It's almost as good as being there, isn't it? No, of course it's not.

Am I painting? Too right.

Sunday 22 August 2004

Back to School

I took another break from the palette on Friday night. It was the opening of the MFA show at the University which proved, at least on a first inspection, to be pretty interesting (not least because a friend is represented in it). I'll go back when it's quieter and I have more time.

While I was between conversations with people I knew, I met a Taiwanese PhD student who was keen to talk about her painting. Turned out she has a show coming up at the gallery I'm going to talk to on Monday about a group show.

She pressed an invitation on me and asked if I liked the work shown. It's always difficult on these occasions to say "No, I hate it," but luckily I didn't have to.

"Yes, I do" I said, "I'm a figurative painter myself."

Which was the cue for her to explain her work to me.. One of the images was of a monochrome painting obviously derived from a television image of Elvis Presley. Very grainy and blurred, but obviously Elvis.

"My work is about reality and our perception of it," she said. "We know it's Elvis but it doesn't look like him."

On the front of the card was a painting in full colour of a branch of a bush, again photographically derived..

"What is this stuff?" she asked, rhetorically, pointing to some blurred.foliage in the background. "It doesn't look like leaves, but we read it as leaves. What is the reality issue here?"

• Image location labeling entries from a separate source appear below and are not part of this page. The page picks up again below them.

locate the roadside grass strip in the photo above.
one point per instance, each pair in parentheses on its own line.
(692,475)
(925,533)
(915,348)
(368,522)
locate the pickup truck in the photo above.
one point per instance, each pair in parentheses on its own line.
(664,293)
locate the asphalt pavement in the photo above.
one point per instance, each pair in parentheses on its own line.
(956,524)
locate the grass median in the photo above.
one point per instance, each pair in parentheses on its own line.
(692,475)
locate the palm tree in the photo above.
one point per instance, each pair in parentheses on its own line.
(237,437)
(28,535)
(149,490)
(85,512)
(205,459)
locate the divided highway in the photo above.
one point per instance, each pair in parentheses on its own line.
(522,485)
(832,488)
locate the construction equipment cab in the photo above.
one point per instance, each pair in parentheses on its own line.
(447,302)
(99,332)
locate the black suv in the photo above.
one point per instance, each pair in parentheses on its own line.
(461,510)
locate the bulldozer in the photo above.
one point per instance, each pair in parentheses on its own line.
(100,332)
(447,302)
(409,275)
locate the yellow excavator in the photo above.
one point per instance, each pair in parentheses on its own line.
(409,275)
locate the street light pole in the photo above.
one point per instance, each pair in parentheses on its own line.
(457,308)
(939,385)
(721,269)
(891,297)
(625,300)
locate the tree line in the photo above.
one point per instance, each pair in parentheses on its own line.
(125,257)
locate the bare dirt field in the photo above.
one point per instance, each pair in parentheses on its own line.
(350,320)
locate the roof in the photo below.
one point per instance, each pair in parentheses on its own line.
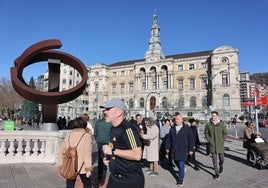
(176,56)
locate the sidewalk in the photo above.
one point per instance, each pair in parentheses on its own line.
(236,173)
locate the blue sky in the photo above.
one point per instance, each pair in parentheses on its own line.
(108,31)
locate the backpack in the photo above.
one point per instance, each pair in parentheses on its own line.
(69,167)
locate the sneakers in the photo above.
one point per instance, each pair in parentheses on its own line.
(221,170)
(148,171)
(153,173)
(196,168)
(216,177)
(180,183)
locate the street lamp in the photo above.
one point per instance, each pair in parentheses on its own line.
(153,92)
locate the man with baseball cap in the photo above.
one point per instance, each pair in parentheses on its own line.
(124,149)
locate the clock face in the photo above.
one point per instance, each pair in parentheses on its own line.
(225,60)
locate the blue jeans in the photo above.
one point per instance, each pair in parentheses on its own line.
(181,167)
(101,166)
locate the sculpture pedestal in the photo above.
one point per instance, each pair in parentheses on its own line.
(49,127)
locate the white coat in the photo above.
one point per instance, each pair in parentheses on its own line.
(151,152)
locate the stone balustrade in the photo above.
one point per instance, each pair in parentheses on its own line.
(30,146)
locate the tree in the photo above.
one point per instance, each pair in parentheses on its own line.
(29,109)
(10,100)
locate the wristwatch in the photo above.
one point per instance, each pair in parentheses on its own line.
(113,151)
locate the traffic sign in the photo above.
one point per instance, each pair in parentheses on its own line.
(248,103)
(262,101)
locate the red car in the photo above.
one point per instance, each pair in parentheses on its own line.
(263,123)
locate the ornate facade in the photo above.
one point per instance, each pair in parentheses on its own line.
(191,83)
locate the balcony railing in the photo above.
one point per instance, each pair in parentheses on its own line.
(30,146)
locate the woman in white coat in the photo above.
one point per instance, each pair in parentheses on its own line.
(150,153)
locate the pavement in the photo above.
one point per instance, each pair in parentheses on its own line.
(237,173)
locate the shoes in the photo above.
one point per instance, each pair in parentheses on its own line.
(216,177)
(196,168)
(187,163)
(99,177)
(180,183)
(221,169)
(153,173)
(171,164)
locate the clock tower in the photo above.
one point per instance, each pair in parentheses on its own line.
(154,53)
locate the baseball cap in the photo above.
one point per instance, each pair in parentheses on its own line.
(115,103)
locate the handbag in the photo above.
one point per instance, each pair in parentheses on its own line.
(146,142)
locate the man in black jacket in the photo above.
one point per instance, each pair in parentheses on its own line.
(181,140)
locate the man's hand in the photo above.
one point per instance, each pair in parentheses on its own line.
(107,150)
(106,161)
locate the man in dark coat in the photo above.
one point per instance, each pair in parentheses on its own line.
(216,133)
(180,138)
(193,127)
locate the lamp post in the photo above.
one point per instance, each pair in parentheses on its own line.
(153,92)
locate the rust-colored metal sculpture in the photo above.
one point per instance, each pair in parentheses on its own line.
(41,51)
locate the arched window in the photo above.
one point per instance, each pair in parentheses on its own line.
(181,102)
(226,100)
(164,102)
(192,102)
(142,102)
(226,115)
(204,101)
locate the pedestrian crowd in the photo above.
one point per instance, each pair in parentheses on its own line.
(125,147)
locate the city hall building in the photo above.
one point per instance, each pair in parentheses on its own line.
(191,83)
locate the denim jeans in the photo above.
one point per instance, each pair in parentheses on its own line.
(101,166)
(215,161)
(181,167)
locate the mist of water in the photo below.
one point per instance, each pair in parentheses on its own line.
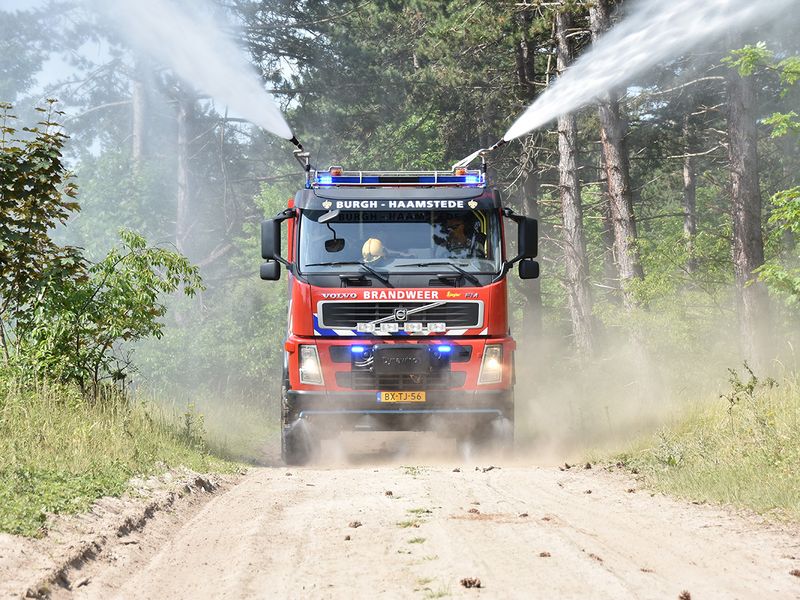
(189,39)
(654,31)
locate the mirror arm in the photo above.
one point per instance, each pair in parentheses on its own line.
(287,213)
(506,267)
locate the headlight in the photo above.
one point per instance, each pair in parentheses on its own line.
(492,365)
(310,371)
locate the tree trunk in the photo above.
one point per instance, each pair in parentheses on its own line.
(139,114)
(183,208)
(616,160)
(532,289)
(532,315)
(575,261)
(689,192)
(748,243)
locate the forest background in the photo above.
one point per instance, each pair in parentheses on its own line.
(668,210)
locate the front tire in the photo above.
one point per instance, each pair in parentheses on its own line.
(298,443)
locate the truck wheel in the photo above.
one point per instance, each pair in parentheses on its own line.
(298,447)
(298,443)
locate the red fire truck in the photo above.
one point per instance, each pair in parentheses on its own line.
(398,316)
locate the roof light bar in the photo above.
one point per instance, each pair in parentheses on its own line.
(337,177)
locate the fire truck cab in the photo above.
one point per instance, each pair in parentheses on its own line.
(398,315)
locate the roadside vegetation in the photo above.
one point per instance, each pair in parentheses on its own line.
(741,449)
(71,431)
(60,451)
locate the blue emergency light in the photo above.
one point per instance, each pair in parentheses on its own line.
(337,177)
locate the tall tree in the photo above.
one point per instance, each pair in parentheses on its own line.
(575,261)
(689,190)
(613,127)
(746,205)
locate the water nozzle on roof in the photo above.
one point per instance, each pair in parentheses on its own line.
(482,153)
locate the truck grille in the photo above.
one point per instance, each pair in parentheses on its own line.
(366,380)
(346,315)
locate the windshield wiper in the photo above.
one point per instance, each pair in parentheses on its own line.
(366,267)
(465,274)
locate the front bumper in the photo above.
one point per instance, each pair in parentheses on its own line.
(445,410)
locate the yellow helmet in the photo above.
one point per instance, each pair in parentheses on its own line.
(372,250)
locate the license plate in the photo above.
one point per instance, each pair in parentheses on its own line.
(401,396)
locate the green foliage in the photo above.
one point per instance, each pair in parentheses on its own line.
(748,59)
(75,331)
(61,316)
(59,453)
(35,196)
(782,274)
(743,450)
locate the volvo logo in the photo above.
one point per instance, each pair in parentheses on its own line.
(399,361)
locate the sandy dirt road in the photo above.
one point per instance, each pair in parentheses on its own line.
(395,531)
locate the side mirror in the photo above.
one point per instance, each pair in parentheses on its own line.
(330,215)
(270,239)
(334,245)
(528,269)
(528,238)
(270,271)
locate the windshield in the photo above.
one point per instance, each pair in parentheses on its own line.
(469,240)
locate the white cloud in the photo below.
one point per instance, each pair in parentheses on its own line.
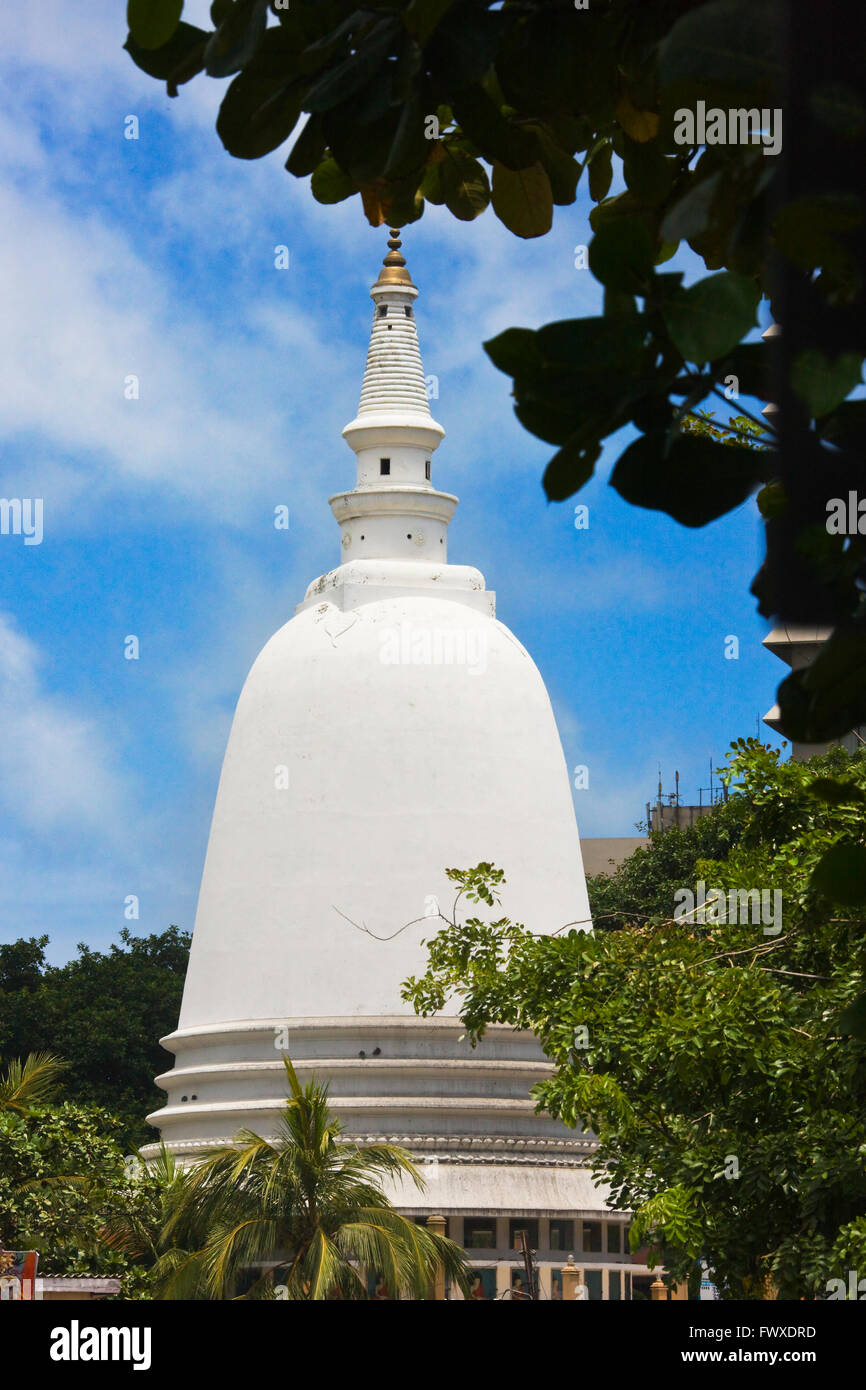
(56,769)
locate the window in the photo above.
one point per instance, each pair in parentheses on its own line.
(520,1223)
(421,1221)
(592,1237)
(480,1233)
(562,1235)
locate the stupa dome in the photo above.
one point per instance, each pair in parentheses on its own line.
(391,730)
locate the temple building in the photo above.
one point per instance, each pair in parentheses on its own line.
(391,730)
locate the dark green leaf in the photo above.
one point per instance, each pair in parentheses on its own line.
(237,39)
(840,873)
(356,71)
(852,1019)
(622,255)
(460,182)
(570,469)
(523,199)
(163,63)
(152,22)
(601,173)
(491,132)
(309,149)
(823,385)
(330,184)
(515,352)
(421,17)
(709,319)
(695,481)
(256,116)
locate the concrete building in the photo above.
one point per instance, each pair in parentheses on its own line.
(797,647)
(391,730)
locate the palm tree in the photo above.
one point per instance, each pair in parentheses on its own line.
(306,1212)
(31,1082)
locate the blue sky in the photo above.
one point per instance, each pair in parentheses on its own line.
(156,257)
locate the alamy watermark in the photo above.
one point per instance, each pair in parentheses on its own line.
(734,127)
(737,905)
(21,516)
(416,644)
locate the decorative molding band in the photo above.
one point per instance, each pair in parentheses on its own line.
(456,1148)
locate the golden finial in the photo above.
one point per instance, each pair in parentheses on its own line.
(394,267)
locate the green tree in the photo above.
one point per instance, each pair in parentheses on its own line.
(63,1183)
(305,1211)
(31,1082)
(103,1014)
(716,1059)
(466,103)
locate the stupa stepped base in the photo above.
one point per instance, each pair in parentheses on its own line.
(413,1082)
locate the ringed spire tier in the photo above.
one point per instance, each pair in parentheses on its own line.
(389,731)
(394,512)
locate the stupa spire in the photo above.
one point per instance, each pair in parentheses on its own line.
(394,512)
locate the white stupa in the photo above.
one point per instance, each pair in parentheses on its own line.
(391,730)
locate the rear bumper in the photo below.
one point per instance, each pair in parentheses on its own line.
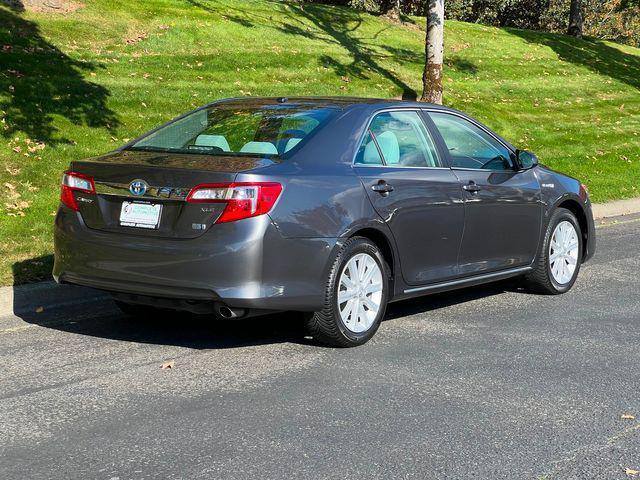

Luckily, I don't think she wanted an answer, just someone to bounce her ideas off in an excited manner.

It wasn't until she'd gone to give out more invitations that I was able to take a more relaxed look at the images on the card. One question she hadn't asked me. Did I think they were good paintings? By which I mean, did I find them aesthetically pleasing? And the answer has to be "No." They looked like they might be well enough crafted, but the compositions weren't good.

But then, who gives a toss for outmoded aesthetics these days, eh?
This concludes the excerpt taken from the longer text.